# Social Welfare and moving Address



## johnd (19 Jun 2009)

I am writing this on behalf of a young friend. She is a lone parent and receiving a reduced payment as she has a part time job also. Recently she moved address and didn't not imform Social Welfare on time. A letter was sent to her previous address but she did not receive it and as a result her payment were stopped. 

Social Welfare directed her to her new local office but they cannot tell her when she will receive her payments. They have told her payment cannot any longer be made through her bank account and has to be paid throught the Post Offive because of fraud - I thought this rule only applied to Jobseekers?  They also demanded her passport even though she brought her driving licence and they are also looking for a six months bank statement. They bank cannot guanantee this in the seven days demanded! Now, they wont even any the phone to her queries!

Can anyone give me any help so I can pass it on to her - she's very upset
and worried.


----------



## Welfarite (19 Jun 2009)

The option to get payment through the bank has been withdrawn for all SW payments; to combat persons claiming weekly benefits while not living in the state.

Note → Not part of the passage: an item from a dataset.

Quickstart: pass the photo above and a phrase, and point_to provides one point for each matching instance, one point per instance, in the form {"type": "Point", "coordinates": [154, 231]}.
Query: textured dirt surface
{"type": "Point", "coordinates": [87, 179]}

She is being put throught the mill because changing address without informing them is a major no-no. It tends to alert SW to iclosely investigate the claimant's circumstances. They want the passport to check her movements in and out of country. She should have got a statement fromt he bank in normalk circumstances and so it shouldn't be a problem to produce it. all this would have been avoided if she had told them she was moving address. Why did she not do so?


----------



## johnd (19 Jun 2009)

Thanks Welfarite, she just forgot it - was 3 weeks ago she moved and had to contact other services about bills etc and simply forgot. Doesn't help that her new home is in the same general area, but different Welfare Offfice. She's Irish  so how would her passport track her movements in and out of the country. You are allowed to go on holiday even if you are a Lone Parent?  I did underatand that payment in the PO only did only apply to jobseekers benefit/allowance. I know pensioners/widows can receive payment throught their bank account still because of security risks or because PO are closing down.  I'm simply asking for her because they will not answer their phones and she is upset.


----------